O Serviço Nacional da Contratação Pública (SNCP) pode suspender a tramitação de procedimentos, caso forem detectados irregularidades e ilegalidades em processos de formação dos contratos, advertiu a directora geral adjunta, Lígia Vunge.
Lígia Vunge, em entrevista à ANGOP, admitiu que, nem todas as entidades públicas contratantes informam à direcção do SNPC quando despoletam um concurso.
A responsável aponta, em certa medida, o desconhecimento da Lei dos Contratos Públicos, por parte de algumas entidades contratantes, por estar em vigor há menos de dois anos.
“ Mas de qualquer das formas é uma falha, está na Lei, porque a Entidade Pública Contratante (EPC) despoletou um concurso e não nos comunicou, ou seja, houve incumprimento das regras e princípios da contratação pública, neste caso, podemos suspender o concurso, até que a ECP supra a falha ”, realçou.
Tal prática por parte de algumas ECP, prosseguiu, levou o SNCP a efectuar seminários nas 18 províncias do país, esclarecendo as novidades trazidas pela Lei 41/20, de 23 de Dezembro.
Actualmente, a fonte de obtenção dos dados dos procedimentos da contratação pública (PCP) por parte da SNCP são as comunicações directas por parte de EPC, o jornal de Angola (na qualidade do maior diário do país), pelo Diário da República e pelo portal da contratação pública.
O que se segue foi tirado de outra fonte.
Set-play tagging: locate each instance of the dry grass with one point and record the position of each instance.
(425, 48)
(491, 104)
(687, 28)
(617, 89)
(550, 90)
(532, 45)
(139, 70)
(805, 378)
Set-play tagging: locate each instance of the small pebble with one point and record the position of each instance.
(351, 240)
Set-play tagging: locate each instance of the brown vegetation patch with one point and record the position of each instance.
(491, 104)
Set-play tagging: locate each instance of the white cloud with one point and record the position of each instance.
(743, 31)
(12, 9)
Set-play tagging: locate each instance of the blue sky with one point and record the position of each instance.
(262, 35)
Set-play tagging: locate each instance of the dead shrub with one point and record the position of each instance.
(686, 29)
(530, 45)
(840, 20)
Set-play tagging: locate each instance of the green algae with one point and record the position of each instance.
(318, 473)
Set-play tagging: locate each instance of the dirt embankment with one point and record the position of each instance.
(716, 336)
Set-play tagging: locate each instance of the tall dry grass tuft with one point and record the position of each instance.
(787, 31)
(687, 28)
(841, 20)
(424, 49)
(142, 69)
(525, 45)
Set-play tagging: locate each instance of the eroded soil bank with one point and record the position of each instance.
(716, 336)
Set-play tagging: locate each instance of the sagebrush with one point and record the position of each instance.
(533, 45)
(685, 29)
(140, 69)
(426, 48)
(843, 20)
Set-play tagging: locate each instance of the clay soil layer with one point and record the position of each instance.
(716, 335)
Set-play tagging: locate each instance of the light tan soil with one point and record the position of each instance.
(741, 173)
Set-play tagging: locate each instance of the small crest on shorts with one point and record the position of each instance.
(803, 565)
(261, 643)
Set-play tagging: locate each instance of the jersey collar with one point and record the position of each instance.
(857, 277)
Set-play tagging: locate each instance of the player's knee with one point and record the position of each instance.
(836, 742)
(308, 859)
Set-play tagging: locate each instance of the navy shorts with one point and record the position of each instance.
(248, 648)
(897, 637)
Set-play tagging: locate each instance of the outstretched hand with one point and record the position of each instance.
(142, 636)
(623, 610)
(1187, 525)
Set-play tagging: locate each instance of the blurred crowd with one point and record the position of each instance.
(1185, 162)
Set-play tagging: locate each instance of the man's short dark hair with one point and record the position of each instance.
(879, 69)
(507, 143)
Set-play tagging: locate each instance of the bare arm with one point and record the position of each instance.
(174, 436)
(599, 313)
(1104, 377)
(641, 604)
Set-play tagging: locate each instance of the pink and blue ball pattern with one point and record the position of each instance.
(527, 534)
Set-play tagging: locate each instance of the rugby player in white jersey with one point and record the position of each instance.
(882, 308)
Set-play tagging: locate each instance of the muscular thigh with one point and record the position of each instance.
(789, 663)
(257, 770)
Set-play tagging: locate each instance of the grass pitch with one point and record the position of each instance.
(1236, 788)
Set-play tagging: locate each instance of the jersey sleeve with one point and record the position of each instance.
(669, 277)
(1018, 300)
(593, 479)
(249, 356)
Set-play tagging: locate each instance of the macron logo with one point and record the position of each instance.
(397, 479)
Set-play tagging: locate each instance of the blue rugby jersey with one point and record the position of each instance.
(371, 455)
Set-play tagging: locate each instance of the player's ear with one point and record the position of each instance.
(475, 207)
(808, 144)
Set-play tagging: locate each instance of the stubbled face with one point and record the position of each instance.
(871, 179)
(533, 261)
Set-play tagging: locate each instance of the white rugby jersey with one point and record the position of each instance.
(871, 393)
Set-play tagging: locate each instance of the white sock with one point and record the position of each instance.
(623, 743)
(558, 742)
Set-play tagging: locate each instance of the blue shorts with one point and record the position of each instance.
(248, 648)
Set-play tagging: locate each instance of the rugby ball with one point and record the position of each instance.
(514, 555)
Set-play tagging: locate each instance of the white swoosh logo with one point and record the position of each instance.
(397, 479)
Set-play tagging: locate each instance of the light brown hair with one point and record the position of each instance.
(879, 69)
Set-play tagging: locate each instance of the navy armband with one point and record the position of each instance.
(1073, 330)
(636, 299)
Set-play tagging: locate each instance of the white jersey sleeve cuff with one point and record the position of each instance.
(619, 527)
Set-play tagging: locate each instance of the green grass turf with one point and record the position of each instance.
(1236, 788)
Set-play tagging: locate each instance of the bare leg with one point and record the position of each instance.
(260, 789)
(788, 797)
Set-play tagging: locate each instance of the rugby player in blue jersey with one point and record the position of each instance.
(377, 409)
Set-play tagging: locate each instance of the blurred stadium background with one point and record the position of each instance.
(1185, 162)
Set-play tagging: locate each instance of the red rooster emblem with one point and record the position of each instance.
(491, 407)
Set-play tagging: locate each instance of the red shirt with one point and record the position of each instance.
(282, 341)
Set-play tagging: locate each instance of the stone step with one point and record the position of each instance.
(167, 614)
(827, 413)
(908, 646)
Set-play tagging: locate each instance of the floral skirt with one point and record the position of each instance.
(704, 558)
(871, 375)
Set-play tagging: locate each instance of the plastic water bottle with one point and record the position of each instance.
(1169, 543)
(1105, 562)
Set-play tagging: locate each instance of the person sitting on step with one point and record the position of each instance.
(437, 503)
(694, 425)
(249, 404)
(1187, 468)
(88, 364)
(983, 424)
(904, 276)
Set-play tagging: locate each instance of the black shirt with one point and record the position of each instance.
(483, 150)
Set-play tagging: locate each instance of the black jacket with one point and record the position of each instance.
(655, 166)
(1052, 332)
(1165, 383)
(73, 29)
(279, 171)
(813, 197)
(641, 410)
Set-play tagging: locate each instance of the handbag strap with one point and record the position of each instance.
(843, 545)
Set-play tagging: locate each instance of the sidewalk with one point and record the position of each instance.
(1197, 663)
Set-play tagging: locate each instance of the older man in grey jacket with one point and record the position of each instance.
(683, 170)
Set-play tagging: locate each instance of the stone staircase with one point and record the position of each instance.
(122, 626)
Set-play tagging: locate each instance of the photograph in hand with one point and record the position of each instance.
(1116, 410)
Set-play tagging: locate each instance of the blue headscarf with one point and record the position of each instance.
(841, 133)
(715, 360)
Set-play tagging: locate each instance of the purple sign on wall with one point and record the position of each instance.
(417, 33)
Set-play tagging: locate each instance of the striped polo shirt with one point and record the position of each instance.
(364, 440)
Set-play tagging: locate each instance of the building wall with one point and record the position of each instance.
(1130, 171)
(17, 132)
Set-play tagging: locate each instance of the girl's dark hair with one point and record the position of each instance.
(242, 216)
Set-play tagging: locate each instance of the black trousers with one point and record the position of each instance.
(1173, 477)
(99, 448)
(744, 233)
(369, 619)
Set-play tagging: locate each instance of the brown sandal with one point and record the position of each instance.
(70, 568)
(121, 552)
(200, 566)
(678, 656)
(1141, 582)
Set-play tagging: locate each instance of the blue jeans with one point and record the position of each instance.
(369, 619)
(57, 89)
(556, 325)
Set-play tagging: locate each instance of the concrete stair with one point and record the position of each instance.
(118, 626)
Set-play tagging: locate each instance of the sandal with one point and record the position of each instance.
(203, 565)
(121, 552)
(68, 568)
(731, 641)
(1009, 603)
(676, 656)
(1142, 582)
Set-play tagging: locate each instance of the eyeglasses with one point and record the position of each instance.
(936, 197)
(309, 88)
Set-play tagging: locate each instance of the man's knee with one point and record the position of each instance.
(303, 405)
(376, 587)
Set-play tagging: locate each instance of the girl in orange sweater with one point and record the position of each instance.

Em 2021, por exemplo, destaca a fonte, os procedimentos comunicados pelas entidades ao SNCP foram num total de 630 PCP, seguido do Jornal de Angola com 390, o Diário da República com 324 e PCP e o Portal da contratação pública com 234, números que no seu entender ainda não espelha aquilo que decorre no mercado.
Com base na Lei da Contratação Pública (LCP), advertiu, de igual modo, que todas as actividades da contratação pública estão sujeitas aos mecanismos de auditoria e fiscalização.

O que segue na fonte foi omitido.